C'est l'une des conclusions à laquelle arrive le documentariste Ronald Boisron, dans son film La couleur du temps, qui sera diffusé le 12 octobre sur Canal D.

Lorsqu'il est débarqué d'Haïti avec ses parents dans les années 70, tout le monde se bousculait pour devenir son ami, raconte Ronald Boisron. Les temps ont changé, constate-t-il. Aujourd'hui, les Noirs comptent pour 1% de la population, mais représentent 40% des prisonniers de l'Établissement de détention de Montréal (Bordeaux).

«Comment en est-on arrivé là?» demande M. Boisron. La réponse est complexe, mais le journaliste en isole quelques éléments.

Dès la petite enfance, les Noirs sont plus souvent l'objet de signalements à la Direction de la protection de la jeunesse (DPJ). Les jeunes Blancs sont signalés à cause de problèmes de comportement; les jeunes Noirs le sont aussi pour des questions de tenue vestimentaire ou... à cause du contenu de leur boîte à lunch, dit M. Boisron. «Des situations liées à la situation économique parentale», dit-il.

Et une perception culturelle différente? Le chercheur Léonel Bernard dit que les intervenants de la DPJ sourcillent devant un garde-manger rempli de maïs, de riz, d'haricots et d'huile végétale. Une famille qui ne respecte pas le guide alimentaire canadien? «On retient que l'enfant est mal nourri.»

Les Noirs sont aussi plus souvent interpellés et arrêtés. Profilage racial? La police ne nie pas que ça puisse arriver, même si le Service de police de la Ville de Montréal forme ses membres pour éviter qu'ils y aient recours.

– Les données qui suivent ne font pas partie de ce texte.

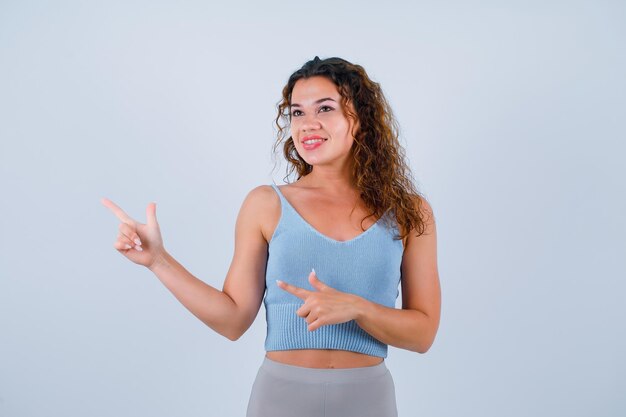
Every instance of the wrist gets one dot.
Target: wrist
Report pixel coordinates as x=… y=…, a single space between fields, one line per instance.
x=162 y=260
x=360 y=307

Le commandant du poste de quartier 30 dans Saint-Michel, Fady Dagher, dit appliquer le «profilage criminel» plutôt que racial. Si un individu est recherché par la police, il sera arrêté, peu importe sa race. «Mais il y a la méthode aussi», dit le policier, présent hier au visionnement de presse. Il demande à ses hommes de bien connaître les jeunes du quartier et leurs familles.

Manque de leaders

Mais ce «racisme systémique» n'explique pas tout. «Il faut éviter le confort de la victimisation», dit en entrevue Ronald Boisron. La communauté noire doit faire sa part pour soutenir ses jeunes à l'école, les «garder dans le droit chemin».

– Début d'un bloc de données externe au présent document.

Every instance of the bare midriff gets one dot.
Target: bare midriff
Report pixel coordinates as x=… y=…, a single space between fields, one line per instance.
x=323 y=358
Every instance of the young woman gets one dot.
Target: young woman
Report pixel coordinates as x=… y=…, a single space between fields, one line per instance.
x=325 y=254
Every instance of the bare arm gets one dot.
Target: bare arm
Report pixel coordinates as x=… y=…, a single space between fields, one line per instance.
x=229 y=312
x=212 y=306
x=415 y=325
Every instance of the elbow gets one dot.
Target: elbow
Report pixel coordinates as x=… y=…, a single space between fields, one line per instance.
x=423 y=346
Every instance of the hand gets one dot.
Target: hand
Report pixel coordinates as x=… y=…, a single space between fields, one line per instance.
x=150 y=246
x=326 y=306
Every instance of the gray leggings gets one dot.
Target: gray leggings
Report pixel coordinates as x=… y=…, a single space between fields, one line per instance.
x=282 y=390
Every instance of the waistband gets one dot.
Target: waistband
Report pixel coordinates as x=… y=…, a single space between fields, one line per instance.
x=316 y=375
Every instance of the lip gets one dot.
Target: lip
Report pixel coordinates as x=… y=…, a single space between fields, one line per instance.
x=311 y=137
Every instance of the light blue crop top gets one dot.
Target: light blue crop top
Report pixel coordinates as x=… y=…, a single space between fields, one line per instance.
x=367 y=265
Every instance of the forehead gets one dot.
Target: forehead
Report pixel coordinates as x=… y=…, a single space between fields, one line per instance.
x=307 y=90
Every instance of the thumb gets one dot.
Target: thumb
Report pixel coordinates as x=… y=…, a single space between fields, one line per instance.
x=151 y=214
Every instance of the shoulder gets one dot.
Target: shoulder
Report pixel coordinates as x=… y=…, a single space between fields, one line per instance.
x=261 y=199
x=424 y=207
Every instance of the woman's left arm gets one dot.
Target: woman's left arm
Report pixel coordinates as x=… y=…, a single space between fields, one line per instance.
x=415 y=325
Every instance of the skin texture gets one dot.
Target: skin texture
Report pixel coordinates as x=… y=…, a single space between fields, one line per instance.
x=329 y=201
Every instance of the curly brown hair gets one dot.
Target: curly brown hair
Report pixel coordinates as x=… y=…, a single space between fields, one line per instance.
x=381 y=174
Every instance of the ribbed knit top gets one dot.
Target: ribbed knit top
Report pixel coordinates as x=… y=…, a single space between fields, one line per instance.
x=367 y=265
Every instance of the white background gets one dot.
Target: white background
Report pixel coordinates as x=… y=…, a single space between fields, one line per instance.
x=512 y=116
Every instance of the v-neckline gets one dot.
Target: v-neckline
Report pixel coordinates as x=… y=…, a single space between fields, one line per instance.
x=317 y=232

Aucune femme n'a été interviewée dans le documentaire. «C'est un problème de garçons», dit M. Boisron. Dans la communauté haïtienne, comme dans la société québécoise en général, les filles restent plus longtemps à l'école, frayent moins avec le milieu criminel. Et les mères sont souvent seules, débordées par le boulot, et dépassées par les frasques de leurs fils.

Et les parents noirs sont parfois tellement honteux de voir la DPJ intervenir qu'ils abandonnent carrément leur enfant dans 6% des cas de signalement, mentionne le documentariste. Le même phénomène survient lorsque c'est la justice qui s'en mêle. Le film suit les derniers jours de prison de Kasheem, un jeune Noir qui, en cinq ans, n'a jamais reçu la visite de sa mère. «Je ne peux pas lui en vouloir, mais elle n'a pas idée de ce que ça me fait», dit-il.

Le commissaire scolaire Paul Evra souhaite voir émerger des leaders de sa communauté pour dénoncer les insultes publiques à son endroit et servir de modèle aux jeunes. Des gens comme... Barack Obama, par exemple. Le candidat au poste de président des États-Unis fait l'admiration des Noirs montréalais. «Il est parti de nulle part pour arriver là», dit Ronald Boisron. La preuve, dit-il, qu'en travaillant fort, il est possible d'aller partout.